Sunday, February 12, 2017

A date which will live in ... wait, what?

Here's the paragraph as it appears at the Herald's website:

Lawyers at the Guantánamo war court had wanted military judges to obtain and preserve copies of the report for use in the Sept. 11 and USS Cole death-penalty cases of six men who spent years in the CIA prisons called Black Sites. The chief judge, Army Col. James L. Pohl, refused but eventually ordered the Pentagon to safeguard one of its copies.

Shakespeare's job is safe. There are no early entrants for Clause of the Year here, and that's fine.  Reporting is less like a first rough draft of history than a first rough draft of furniture. Reporters go into the forest and return with freshly hewn lengths of news, which the factory then shapes, sands and polishes -- with an eye on demand, space on the assembly line and the like -- into finished journalism. There's a lot to learn from what happens at different stages of the assembly line: in this case, a story's transition from the wires to the individual paper (here, the Freep, though I can't find the story on its website).

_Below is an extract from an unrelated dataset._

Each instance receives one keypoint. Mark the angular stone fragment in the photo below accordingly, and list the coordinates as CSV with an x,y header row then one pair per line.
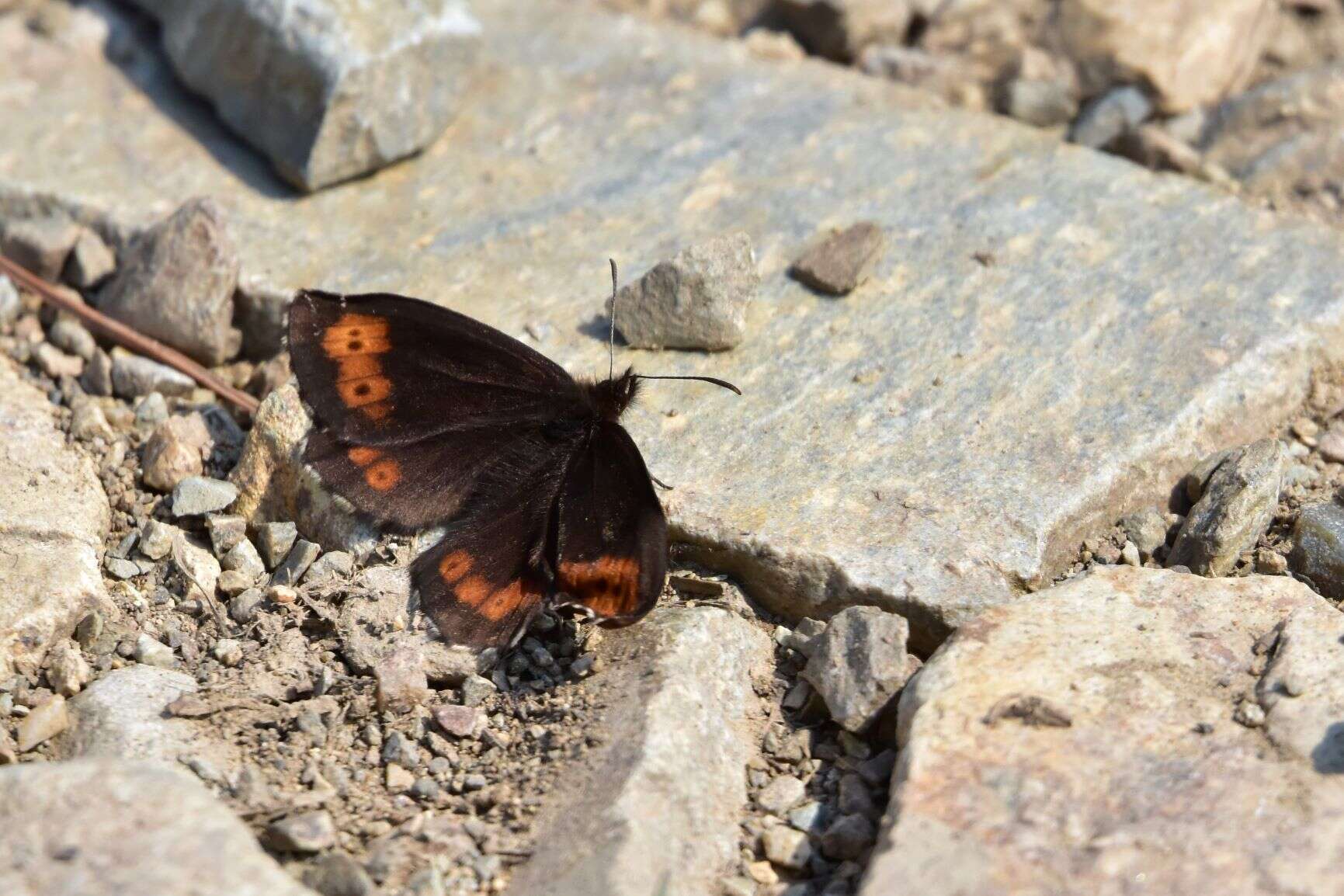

I'm glad Black Sites was lowercased, though I probably would have put it in quotes as well, under the old "words as words" concept. I'd want to  unstack the noun pile* in the highlighted sentence, too. But since even the AP Stylebook says "Sept. 11" (or "9/11") can stand by itself, it's hard to see what exactly was improved by inserting the year after "Sept. 11." Particularly if -- just a suggestion here -- you insert the wrong year.

It's worth noting that none of the grisly battlefield photos from the War on Editing are unique to this particular stage of industrial upheaval. The same mistakes showed up when we were plucking and sharpening our own goose quills, and they'll be around when we edit with eye-mounted lasers. That's one of the reasons no single mistake can be blamed on any particular change to the process. But the really glaring ones do contribute to the steady erosion of the assumption that the assembly line adds value just by being there.

* Should we start a pool on when "nounpile" becomes one word?